C Compartment syndrome is defined as increasing pressure between bone and fascia of the limb and often presents with complaints of extreme pain unrelieved by pain medication, pain on passive extension, paresthesis and pulselessness. However, pulselessness presents late in this disorder. The patient symptoms suggest compartment syndrome. The provider should be notified immediately as a delay in diagnosis and treatment of compartment syndrome can lead to permanent nerve and muscle damage. Compartment pressure monitoring is useful in diagnosing this complication.

Which general nursing measure is used for a client with a fracture reduction? Examine the abdomen for enlarged liver or spleen Assist with intake of immune-enhancing tube feeding formulas Encourage participation in ADLs Promote intake of omega-3 fatty acids

C General nursing measures for a client with a fracture reduction include administering analgesics, providing comfort measures, encouraging participation in ADLs, promoting physical mobility, preventing infection, maintaining skin integrity, and preparing the client for self-care.

A patient has sustained a long bone fracture. The nurse is preparing a care plan for this patient. Which nursing action should the nurse include in the care plan to enhance fracture healing? Avoid prolonged immobilization of the fracture fragments. Administer high doses of corticosteroids. Monitor color, temperature, and pulses of the affected extremity. Limit weight-bearing and exercising during the recovery.

C The nurse should include monitoring for sufficient blood supply by assessing the color, temperature, and pulses of the affected extremity as adequate blood supply enhances the healing of a fracture.
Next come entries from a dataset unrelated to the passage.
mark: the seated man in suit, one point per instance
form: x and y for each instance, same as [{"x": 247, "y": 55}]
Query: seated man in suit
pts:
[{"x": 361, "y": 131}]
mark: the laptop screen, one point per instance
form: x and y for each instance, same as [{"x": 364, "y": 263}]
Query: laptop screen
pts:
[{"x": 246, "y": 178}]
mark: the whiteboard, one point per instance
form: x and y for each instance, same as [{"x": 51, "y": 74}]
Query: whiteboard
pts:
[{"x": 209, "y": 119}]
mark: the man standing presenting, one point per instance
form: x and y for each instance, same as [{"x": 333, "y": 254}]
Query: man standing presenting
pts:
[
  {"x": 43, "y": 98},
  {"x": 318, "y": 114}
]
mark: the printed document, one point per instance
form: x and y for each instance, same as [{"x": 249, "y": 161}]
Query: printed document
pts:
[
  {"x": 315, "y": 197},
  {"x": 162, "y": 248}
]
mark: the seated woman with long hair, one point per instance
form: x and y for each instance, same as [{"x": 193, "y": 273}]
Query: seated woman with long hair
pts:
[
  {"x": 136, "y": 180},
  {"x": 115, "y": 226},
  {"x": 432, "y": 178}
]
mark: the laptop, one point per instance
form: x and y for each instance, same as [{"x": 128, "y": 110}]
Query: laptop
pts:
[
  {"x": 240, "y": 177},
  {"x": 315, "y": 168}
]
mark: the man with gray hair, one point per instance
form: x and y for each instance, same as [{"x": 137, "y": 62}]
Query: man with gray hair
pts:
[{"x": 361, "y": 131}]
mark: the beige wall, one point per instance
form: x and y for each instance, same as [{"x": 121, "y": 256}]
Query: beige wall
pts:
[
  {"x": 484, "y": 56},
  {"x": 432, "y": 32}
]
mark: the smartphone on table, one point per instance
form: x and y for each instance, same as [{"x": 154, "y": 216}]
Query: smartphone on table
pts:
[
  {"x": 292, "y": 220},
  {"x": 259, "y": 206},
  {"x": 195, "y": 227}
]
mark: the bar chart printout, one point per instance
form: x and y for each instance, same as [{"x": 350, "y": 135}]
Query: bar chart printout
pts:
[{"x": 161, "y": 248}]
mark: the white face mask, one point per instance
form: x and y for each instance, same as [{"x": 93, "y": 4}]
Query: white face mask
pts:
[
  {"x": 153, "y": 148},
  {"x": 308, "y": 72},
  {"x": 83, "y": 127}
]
Factors that inhibit fracture healing include inadequate or lack of immobilization of the fracture fragments and administration of corticosteroids. Weight-bearing exercises are encouraged for patients with long bone fractures.

A patient is recovering in the hospital following a total hip replacement that was performed 2 days ago. In an effort to prevent the common complications associated with the surgical procedure, the nurse should implement which of the following interventions, as ordered? Intermittent urinary catheterization to prevent urinary retention Provision of a low-fiber, high-calorie diet Application of sequential compression devices Passive range-of-motion (ROM) exercises with the affected leg

C The risk of venous thromboembolism is particularly great after reconstructive hip surgery. The nurse encourages the patient to consume adequate amounts of fluids, to perform ankle and foot exercises hourly while awake, and to use elastic stockings and sequential compression devices as prescribed. Passive ROM is not performed due to the high risk of injury. A low-fiber diet is not indicated, and intermittent catheterization is not used as a preventative measure.